We went home and made him as comfortable as possible. The vet had given us a chemo pill and told us his prognosis was poor. Most of his organs had tumors, and they said we could expect only two or three months at best. This was on Wednesday. We spent the next couple of days spending time with our dogs and giving Bailey as much love as possible. I have a buggy I push him and my other Peke around in, and we went to the park every day. On Sunday afternoon, Bailey developed diarrhea with blood in it. We called the vet, and she said it was most likely a bleeding ulcer from the steroids. She gave us some medicine to coat his stomach. That night, Bailey continued to bleed. We called the vet at 10:00, and she said since it was just blood now and no stool, it was probably the cancer rather than an ulcer. She told us to bring him in first thing in the morning and she would give him fluids etc.

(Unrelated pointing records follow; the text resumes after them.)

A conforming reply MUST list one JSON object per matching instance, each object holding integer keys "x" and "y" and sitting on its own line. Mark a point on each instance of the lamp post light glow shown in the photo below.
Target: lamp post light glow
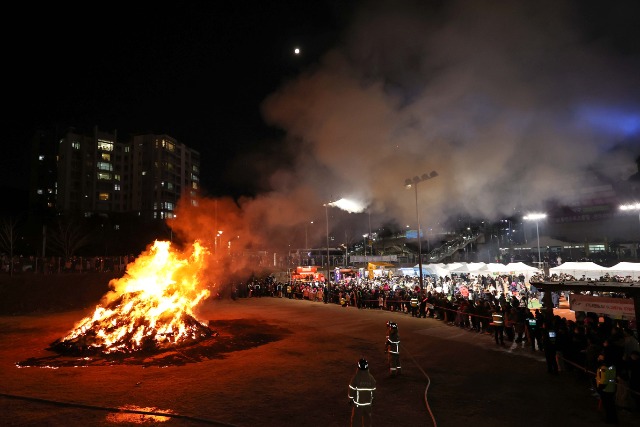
{"x": 413, "y": 182}
{"x": 326, "y": 213}
{"x": 632, "y": 207}
{"x": 536, "y": 217}
{"x": 216, "y": 240}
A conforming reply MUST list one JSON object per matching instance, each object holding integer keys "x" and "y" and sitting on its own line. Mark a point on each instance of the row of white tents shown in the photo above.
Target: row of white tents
{"x": 594, "y": 271}
{"x": 578, "y": 270}
{"x": 472, "y": 268}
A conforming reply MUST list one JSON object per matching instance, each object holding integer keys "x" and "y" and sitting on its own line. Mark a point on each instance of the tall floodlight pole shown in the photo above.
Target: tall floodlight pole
{"x": 326, "y": 213}
{"x": 536, "y": 217}
{"x": 306, "y": 236}
{"x": 632, "y": 207}
{"x": 413, "y": 182}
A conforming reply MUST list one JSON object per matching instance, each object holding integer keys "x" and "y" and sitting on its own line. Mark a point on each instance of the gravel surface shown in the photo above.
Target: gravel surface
{"x": 281, "y": 362}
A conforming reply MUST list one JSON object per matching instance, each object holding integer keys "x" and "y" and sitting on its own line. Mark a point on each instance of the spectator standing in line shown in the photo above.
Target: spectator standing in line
{"x": 633, "y": 370}
{"x": 606, "y": 383}
{"x": 392, "y": 347}
{"x": 497, "y": 323}
{"x": 549, "y": 344}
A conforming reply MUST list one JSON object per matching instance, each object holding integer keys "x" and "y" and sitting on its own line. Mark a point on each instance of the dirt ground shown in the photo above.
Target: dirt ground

We stayed up with him most of the night-some of it he just wanted to be by himself. We debated off and on all night whether it was time to put him to sleep. Our vet had said she'd be available no matter what time of day or night. By 6:00 in the morning, he was having trouble breathing. We decided it was time and called our vet. We could have tried treating him, but we decided we didn't want to keep him alive only to have another night like he had. Our vet met us outside, and by this time, Bailey had lost so much blood, she had a hard time finding a vein. Finally, she did, and with both me and my husband holding him, Bailey passed away. While our hearts were torn apart, we both felt a great sense of peace when it was over. I'm pretty sure Bailey felt the peace as well. We gave our dog the last gift and perhaps one of the best we could-an end to his suffering.
Besides the pain of losing Bailey which will always hurt, one of the things I found the hardest to deal with (and still do) is why did my Pekingese get a rare cancer? Until I found this site, I couldn't find any references to breeds other than Bernese Mt dogs or retrievers. My speculation is that this probably isn't that rare in other breeds, it's just rarely diagnosed. The vet at the university told me it would have been almost impossible for our local vet to diagnose this. Bailey saw five different specialists at the university including a neurologist and oncologist and had a number of expensive tests on equipment that just isn't available at a local vet.

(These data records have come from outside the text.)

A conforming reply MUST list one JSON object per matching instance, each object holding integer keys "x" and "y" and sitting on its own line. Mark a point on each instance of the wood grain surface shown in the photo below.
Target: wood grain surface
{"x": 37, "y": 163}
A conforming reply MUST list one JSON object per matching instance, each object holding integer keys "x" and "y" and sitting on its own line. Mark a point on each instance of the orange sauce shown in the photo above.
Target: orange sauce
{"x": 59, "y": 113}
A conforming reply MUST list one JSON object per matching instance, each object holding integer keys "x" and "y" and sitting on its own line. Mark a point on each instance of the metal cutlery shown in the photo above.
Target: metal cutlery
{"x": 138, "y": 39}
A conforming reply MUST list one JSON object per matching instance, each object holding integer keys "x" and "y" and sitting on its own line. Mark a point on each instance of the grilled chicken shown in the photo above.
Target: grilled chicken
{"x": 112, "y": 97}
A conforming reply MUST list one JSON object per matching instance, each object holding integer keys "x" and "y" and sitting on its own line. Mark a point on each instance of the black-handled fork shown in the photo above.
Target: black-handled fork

With as fast as Bailey declined, had we not gone to the university, I'm certain we would have lost him and not known exactly what had happened. Our vet might ultimately have diagnosed him with cancer, but probably not malignant histio. It's really hard to say I guess.

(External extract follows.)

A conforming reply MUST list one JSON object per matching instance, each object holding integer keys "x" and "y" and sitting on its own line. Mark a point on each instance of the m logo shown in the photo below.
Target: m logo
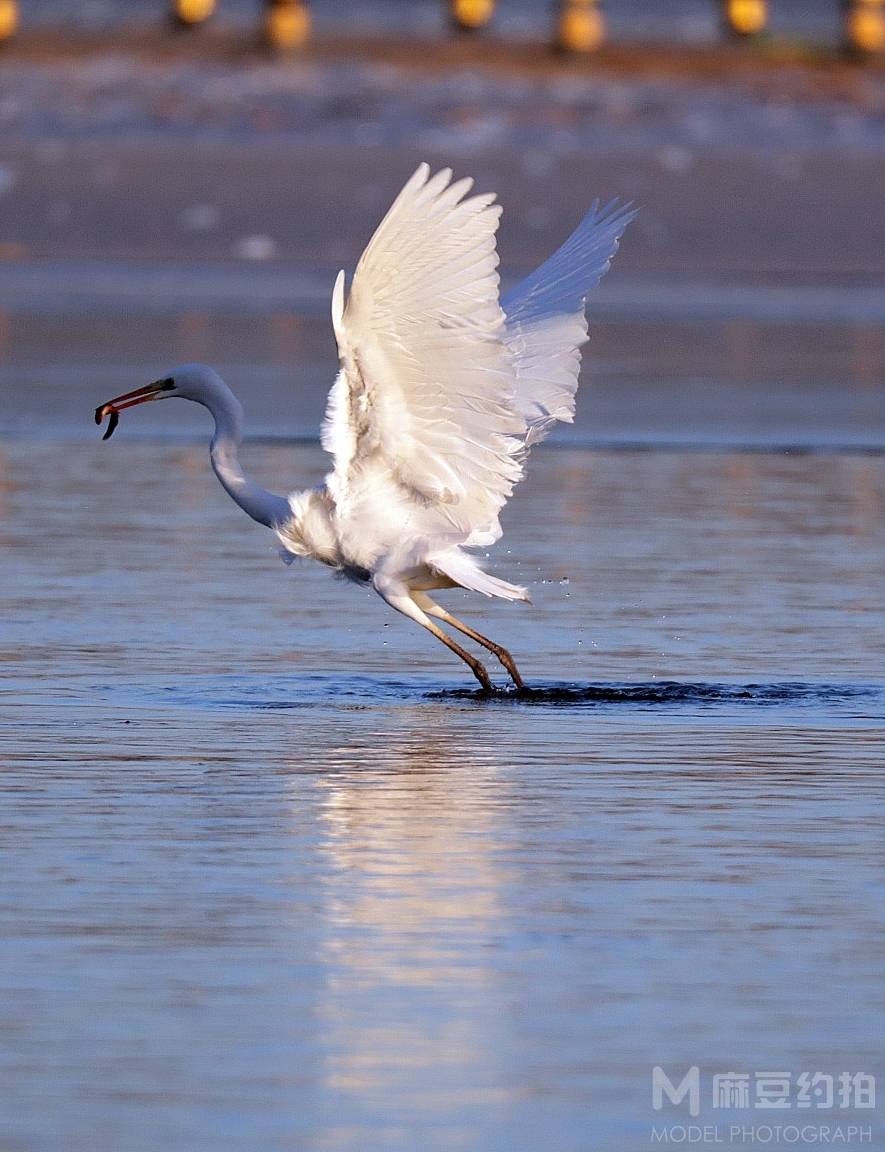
{"x": 689, "y": 1086}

I've spent that last two weeks wondering what did we do wrong. Was it the park we walked in? Another dog there recently died of cancer. Maybe the chemicals on our lawn? The food he ate previous to us? Genetics? But how could it be genetics when he's not a Bernese Mt dog? Sadly, I will probably never know the why and how, but I have come to the conclusion that it was just Bailey's time.
I found a reference in a book that I want to share because it might be helpful to others. We often think that it wasn't our pet's time to go--that it was too soon. But obviously that isn't true because our pet did indeed die. Regardless of how our pet is taken, cancer, an accident, whatever, it truly was his or her time. We have no control over the universe. This is a hard thing to accept when it comes to our pets because we have ultimately been responsible for and had control over all aspects of their lives. Now all of a sudden, that control is taken away.
For myself, I find peace in knowing that Bailey was loved in his final years and had the best home a dog could possibly have. In return, he taught us about love and trust, lessons which will stay with us forever.
I hope someone reading this has found some comfort in knowing they are not alone.